If that does happen, the FDA needs to be held accountable for demanding the additional studies mandated by accelerated approval, the experts said. The FDA could make sure these trials are already underway or are set up prior to the drug’s approval, ensure trials are carried out at a high level or rigor with reasonable endpoints, and, if trial results are negative, the regulator could automatically remove the drug or indication from the market.

“None of those things currently happen,” Kesselheim said.

Given all of these factors, instead of just investigating the relationship between Biogen and the FDA, the pair argue Woodcock’s investigation should be broader in scope. “All aspects of this approval process should be investigated,” Kesselheim stressed.

Maintaining the public’s trust in the FDA is paramount to the agency's continued success, experts noted.
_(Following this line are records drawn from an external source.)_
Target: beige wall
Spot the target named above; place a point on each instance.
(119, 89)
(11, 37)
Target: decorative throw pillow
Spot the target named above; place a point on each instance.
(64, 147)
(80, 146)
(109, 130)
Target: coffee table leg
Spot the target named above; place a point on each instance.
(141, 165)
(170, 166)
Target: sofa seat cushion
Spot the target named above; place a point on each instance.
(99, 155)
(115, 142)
But because its budget it largely dependent on fees from industry, and it is regularly evaluated based on the number and speed of new approvals, the Aduhelm saga highlights the overall fragility of the FDA's integrity.

“If I was at FDA, if I was Janet Woodcock, I would say, ‘Does the American people trust the FDA?’” Karlawish said. “And if there's even a doubt about the answer to that question, then she needs to repair that trust, because trust is like porcelain. It's easily cracked but once it's cracked it's hard to repair.”
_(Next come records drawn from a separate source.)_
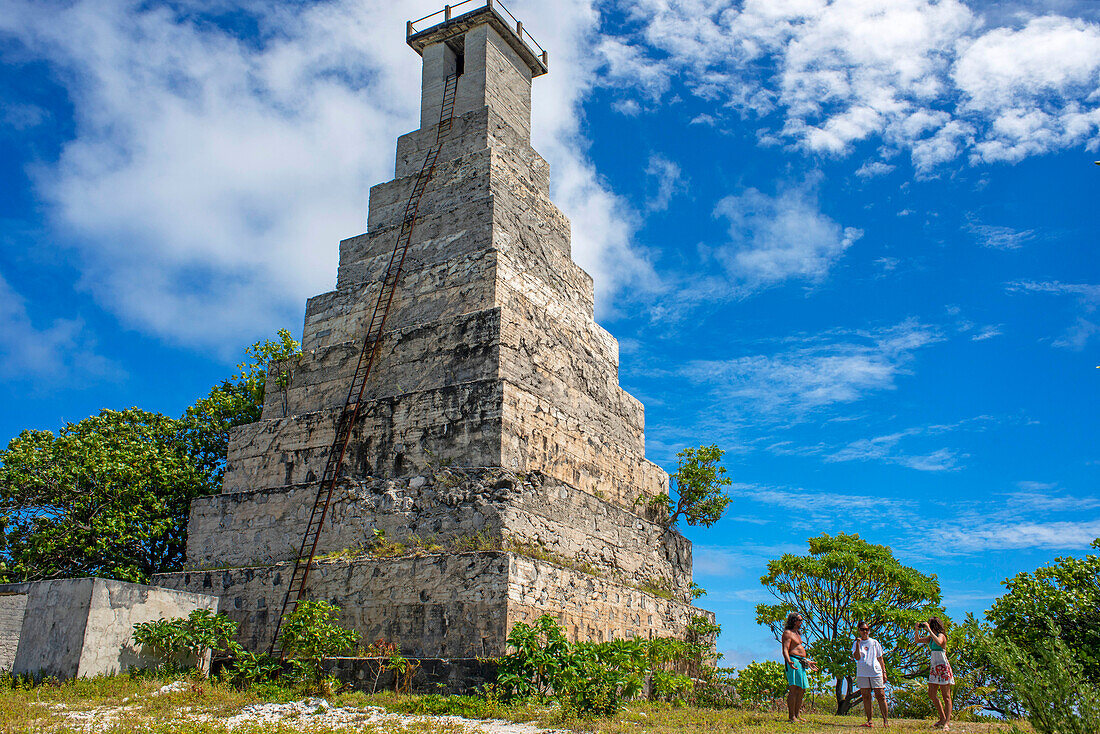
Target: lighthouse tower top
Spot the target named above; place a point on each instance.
(491, 52)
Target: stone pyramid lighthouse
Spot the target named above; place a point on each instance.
(494, 469)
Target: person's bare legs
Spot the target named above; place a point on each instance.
(946, 692)
(793, 702)
(934, 694)
(880, 693)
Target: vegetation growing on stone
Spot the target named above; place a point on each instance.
(109, 495)
(699, 481)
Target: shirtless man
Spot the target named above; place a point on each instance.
(795, 664)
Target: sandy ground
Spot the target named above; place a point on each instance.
(304, 715)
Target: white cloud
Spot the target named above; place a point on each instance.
(210, 177)
(1035, 86)
(47, 355)
(778, 238)
(987, 332)
(818, 372)
(884, 448)
(872, 168)
(664, 179)
(999, 238)
(925, 77)
(956, 538)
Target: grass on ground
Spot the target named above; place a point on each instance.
(121, 704)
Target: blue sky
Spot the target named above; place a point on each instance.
(850, 242)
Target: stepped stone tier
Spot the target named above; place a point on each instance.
(494, 442)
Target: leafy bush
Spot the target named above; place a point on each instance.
(760, 682)
(1048, 681)
(593, 688)
(667, 686)
(250, 669)
(310, 634)
(198, 632)
(537, 665)
(593, 679)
When it comes to use of the drug, for Kesselheim the “almost imperceptible” cognitive improvements shown in the single positive arm of the Aduhelm trial prevent him from feeling comfortable prescribing it.

“I would not recommend this drug and I wouldn’t administer it because I don’t think that the drug has sufficient evidence that it works,” he said.

In the end, some providers may leave the informed decision up to patients, as even access to a drug that holds a chance of improving the debilitating diseases’ course could provide them not only with a renewed sense of agency, but a sense of hope that was absent prior to the approval.

“I am not going to let my patients be the crucible upon which this fight is fought,” Karlawish said. “They have to live with this disease. All disease is bad. This disease is uniquely bad.”

More studies ultimately need to be carried out to firmly establish a surrogate approach to treating Alzheimer disease, Karlawish and Kesselheim stressed.

“I can tolerate a risky drug if I know it’s got some benefit,” Karlawish said. But with Aduhelm, that benefit has not been established."

“Indeed, the FDA knows it’s not been established because they want a confirmatory trial conducted as part of their approval, and Biogen has 9 years with which to get those data…These data, this trial, this drug was not the set of data to enter into that new biomarker-based world.”